Re: Total number of hadrons




If you are going to use the pdg data in a divulgation article, it
could be a good idea to sepak of the first and second espectroscopy,
in order for people to understand the excited states.


On Oct 3, 5:27 am, "Autymn D. C." <lysde...@xxxxxxxxxxxxx> wrote:
On Sep 23, 7:33 am, Kuba Glad <spa...@xxxxx> wrote:

I try to find total number of discovered hadrons (including resonances)
but after 3 hours of googling I surrender. Particle Data Group

http://pdg.lbl.gov/

seems to have most comprehensive database, but they don't provide info
on this level of simplicity. When I started to count mesons I've got two
different sums, depending on the document I used to count (164 and 226).

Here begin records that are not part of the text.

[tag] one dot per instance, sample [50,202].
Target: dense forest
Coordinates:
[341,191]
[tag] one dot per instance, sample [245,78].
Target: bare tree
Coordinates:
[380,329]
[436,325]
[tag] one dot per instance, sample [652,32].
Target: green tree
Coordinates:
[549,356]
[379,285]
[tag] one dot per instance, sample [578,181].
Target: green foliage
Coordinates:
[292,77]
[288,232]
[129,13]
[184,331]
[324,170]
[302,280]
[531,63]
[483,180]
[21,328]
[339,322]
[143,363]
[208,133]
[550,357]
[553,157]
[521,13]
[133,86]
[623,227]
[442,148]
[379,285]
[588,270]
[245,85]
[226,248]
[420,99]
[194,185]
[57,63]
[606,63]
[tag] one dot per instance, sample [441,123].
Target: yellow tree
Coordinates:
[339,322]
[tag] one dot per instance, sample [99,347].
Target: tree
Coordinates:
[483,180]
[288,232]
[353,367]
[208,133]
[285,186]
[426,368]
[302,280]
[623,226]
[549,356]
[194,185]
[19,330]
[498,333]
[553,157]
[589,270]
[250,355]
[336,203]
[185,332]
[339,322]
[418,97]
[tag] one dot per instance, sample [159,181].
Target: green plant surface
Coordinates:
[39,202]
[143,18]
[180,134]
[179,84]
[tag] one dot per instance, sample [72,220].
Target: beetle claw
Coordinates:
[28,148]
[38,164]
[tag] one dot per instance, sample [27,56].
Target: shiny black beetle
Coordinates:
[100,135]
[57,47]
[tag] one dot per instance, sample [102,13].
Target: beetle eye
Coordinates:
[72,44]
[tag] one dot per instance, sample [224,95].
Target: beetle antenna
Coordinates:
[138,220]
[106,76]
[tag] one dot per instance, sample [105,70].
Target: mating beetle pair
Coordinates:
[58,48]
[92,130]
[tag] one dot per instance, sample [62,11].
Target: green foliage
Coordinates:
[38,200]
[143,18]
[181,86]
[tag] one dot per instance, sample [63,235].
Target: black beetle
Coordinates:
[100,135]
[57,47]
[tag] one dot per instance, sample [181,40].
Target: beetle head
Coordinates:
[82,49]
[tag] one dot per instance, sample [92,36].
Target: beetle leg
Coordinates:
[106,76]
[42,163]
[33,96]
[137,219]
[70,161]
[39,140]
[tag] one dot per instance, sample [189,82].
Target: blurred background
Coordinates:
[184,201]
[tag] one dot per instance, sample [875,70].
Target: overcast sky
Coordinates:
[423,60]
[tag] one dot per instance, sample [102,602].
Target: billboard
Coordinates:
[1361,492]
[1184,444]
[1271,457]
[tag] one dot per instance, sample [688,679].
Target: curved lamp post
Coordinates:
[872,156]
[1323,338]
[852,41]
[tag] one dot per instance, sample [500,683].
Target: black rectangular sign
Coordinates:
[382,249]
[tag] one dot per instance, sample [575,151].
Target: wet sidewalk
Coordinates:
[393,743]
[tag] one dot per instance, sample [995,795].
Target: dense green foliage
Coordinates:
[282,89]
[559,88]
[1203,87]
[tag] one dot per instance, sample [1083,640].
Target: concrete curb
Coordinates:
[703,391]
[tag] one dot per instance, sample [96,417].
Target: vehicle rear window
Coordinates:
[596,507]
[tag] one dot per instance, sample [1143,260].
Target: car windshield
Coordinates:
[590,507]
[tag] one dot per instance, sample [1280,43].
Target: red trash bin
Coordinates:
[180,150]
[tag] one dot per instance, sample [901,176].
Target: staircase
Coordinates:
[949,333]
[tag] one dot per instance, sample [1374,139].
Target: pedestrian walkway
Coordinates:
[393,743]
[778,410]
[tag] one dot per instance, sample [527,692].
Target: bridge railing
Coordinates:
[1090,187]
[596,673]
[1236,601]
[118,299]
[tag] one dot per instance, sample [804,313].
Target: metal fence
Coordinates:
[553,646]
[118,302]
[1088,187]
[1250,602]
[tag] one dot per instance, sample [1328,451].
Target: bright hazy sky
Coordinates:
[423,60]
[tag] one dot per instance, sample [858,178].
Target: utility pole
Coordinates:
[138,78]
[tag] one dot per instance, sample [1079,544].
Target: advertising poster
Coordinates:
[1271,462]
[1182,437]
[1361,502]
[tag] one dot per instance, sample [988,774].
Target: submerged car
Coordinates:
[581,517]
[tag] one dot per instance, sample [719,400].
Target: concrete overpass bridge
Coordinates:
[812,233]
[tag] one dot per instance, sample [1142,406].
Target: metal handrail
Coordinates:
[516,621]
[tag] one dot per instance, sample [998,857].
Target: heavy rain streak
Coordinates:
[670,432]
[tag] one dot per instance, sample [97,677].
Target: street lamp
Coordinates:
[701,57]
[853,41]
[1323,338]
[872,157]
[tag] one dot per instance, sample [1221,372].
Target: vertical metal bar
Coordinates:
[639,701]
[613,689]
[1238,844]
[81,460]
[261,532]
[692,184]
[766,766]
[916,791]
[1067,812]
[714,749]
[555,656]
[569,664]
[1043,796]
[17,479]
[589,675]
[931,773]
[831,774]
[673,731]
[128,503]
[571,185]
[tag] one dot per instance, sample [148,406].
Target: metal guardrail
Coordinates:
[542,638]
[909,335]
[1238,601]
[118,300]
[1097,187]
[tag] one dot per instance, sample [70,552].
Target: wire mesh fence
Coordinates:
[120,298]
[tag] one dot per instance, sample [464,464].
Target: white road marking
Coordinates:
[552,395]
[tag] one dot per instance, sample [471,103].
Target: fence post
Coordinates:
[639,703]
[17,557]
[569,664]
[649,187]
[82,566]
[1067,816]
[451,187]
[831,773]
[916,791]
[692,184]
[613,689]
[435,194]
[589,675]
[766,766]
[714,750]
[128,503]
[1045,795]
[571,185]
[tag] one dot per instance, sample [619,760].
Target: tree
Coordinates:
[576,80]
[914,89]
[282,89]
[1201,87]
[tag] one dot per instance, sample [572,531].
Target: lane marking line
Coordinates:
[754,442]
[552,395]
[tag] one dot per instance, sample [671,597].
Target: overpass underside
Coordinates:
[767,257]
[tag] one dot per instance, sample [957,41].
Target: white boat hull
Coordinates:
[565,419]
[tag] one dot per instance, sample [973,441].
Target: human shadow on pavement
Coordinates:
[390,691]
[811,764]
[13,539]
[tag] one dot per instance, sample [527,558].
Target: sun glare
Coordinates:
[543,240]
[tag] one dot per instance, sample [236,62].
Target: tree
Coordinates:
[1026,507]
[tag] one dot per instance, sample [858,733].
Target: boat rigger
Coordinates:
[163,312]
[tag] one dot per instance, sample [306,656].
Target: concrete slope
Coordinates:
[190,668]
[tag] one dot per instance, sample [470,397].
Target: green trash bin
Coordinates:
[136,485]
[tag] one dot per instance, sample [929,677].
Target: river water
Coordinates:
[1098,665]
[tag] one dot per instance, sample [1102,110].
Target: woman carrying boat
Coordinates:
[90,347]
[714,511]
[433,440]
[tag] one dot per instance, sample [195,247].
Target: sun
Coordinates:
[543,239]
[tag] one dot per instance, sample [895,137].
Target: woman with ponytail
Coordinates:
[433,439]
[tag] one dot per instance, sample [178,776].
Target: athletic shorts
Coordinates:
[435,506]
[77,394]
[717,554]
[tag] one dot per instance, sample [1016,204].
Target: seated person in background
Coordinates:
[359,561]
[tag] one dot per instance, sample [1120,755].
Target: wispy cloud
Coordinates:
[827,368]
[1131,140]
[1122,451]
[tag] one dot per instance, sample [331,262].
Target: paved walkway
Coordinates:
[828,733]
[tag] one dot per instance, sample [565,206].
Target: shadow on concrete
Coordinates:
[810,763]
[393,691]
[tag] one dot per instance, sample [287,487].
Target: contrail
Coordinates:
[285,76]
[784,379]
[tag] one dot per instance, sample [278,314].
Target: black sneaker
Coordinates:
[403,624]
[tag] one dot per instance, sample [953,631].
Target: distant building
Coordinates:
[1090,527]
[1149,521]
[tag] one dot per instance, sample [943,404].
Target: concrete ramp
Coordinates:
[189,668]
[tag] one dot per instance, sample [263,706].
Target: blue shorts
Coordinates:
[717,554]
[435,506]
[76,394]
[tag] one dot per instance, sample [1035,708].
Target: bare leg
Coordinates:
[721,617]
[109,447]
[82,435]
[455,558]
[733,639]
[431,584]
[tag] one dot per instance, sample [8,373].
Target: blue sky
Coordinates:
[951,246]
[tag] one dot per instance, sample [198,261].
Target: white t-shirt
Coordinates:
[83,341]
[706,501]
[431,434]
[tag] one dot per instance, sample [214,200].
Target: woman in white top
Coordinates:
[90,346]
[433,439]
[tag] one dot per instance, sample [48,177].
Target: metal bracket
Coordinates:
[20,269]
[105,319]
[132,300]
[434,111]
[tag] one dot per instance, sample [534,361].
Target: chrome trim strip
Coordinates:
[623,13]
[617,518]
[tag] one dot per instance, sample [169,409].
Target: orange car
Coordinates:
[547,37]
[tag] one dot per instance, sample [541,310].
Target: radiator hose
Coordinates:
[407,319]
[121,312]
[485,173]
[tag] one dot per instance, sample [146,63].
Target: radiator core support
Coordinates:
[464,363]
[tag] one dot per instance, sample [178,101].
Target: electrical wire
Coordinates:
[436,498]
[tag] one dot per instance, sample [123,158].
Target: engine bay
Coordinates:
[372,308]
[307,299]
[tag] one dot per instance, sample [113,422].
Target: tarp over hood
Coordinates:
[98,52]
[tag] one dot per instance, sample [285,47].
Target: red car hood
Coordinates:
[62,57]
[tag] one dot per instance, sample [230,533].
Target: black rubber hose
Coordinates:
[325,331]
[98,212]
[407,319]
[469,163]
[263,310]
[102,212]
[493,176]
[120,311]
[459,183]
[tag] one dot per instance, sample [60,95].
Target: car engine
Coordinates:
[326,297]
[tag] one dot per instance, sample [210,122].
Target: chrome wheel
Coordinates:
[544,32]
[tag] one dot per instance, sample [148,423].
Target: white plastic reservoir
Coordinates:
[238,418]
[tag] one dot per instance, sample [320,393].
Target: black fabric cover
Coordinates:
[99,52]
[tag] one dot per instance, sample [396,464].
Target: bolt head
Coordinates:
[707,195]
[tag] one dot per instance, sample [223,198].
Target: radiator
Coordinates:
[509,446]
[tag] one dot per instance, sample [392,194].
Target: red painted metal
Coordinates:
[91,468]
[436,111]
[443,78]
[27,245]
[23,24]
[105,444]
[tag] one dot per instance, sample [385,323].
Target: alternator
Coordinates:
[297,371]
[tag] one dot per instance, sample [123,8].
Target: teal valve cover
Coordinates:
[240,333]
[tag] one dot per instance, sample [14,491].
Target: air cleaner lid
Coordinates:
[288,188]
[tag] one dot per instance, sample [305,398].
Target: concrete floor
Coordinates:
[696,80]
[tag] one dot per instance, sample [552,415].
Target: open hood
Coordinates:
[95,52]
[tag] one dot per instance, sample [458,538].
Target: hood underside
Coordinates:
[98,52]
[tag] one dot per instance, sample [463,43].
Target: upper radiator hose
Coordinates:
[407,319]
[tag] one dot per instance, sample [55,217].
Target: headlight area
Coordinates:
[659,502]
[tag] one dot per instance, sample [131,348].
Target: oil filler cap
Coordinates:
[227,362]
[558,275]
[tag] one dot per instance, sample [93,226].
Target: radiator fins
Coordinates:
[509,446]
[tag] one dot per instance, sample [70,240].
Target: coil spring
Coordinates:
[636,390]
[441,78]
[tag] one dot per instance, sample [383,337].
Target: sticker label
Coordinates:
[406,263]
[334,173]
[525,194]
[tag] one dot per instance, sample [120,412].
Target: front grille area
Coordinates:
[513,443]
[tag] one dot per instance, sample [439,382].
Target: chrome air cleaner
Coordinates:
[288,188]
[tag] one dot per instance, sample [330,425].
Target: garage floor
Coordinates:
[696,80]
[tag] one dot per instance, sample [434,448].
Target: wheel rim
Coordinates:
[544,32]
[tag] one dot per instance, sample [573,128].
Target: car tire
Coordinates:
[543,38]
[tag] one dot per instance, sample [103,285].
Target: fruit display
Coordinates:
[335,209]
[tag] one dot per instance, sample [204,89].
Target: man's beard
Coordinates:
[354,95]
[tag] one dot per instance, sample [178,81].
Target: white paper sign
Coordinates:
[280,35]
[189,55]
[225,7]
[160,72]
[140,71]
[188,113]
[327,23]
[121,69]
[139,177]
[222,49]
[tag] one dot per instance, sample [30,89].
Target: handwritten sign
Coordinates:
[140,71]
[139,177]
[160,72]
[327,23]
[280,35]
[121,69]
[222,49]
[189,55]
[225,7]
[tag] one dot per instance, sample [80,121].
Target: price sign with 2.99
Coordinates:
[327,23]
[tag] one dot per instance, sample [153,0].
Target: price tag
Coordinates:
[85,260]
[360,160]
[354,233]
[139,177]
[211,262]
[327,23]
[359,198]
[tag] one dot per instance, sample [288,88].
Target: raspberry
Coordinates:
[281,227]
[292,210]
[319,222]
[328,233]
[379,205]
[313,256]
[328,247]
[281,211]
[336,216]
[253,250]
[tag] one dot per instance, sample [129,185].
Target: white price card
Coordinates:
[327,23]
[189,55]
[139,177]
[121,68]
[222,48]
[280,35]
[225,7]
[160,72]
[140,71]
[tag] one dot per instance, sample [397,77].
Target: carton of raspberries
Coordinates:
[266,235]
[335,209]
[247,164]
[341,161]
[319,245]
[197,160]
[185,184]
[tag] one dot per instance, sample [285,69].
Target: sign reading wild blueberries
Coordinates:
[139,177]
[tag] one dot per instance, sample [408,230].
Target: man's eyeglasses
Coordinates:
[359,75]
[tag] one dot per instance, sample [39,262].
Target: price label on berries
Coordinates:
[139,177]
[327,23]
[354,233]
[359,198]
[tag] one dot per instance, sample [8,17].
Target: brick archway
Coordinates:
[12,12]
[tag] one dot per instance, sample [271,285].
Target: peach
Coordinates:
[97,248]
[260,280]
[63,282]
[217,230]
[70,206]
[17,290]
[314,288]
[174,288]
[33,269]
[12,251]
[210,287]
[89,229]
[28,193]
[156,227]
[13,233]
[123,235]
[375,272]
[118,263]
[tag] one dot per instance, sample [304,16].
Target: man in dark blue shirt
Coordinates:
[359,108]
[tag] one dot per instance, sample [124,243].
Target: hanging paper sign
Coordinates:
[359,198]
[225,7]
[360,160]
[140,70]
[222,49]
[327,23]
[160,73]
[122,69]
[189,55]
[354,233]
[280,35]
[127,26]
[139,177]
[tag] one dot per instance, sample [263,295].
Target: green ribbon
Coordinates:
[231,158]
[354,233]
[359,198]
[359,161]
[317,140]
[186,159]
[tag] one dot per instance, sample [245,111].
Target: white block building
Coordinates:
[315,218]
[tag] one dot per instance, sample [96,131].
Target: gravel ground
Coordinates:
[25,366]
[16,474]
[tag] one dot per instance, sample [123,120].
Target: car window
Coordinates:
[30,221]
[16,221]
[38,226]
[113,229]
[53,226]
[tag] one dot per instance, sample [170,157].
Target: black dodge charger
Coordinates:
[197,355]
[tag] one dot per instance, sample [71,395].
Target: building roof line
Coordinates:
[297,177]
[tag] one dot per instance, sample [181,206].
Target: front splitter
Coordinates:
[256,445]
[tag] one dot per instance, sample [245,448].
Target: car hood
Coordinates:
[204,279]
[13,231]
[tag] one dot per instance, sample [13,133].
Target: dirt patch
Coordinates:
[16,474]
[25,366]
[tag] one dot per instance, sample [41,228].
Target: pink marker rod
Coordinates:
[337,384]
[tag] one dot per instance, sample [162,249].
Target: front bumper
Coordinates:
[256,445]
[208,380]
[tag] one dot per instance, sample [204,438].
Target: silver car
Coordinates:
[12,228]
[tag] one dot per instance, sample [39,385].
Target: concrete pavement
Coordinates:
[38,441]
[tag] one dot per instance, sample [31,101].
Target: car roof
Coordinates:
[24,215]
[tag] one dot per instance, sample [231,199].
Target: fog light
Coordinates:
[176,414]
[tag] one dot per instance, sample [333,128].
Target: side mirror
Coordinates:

As I'm not a physicist it's hard for me to find suitable document, where
I could do counting. Could someone help me with this task ? I need this
number for science-popularization article. Also distinction between
particles and antiparticles would be helpful.

When do you need this done?

I'v the /Review of Particle Physics/ (2006, 1232 pages!) with me. In
the summary tabula there are 157 mesòns, 103 confirmed, 96 further
states; 127 baruòns, 75 confirmed, 12 further states--antis count as
the same. Nearly all of these are greater-mass/momentum excitations
of the same quark compounds. (Would you count the nearly-infinite
energy levels of hydrogen as separate atoms?) A handful are
composite: glueballs, dimesòns, dibaruòns, maybe three pentaquarks.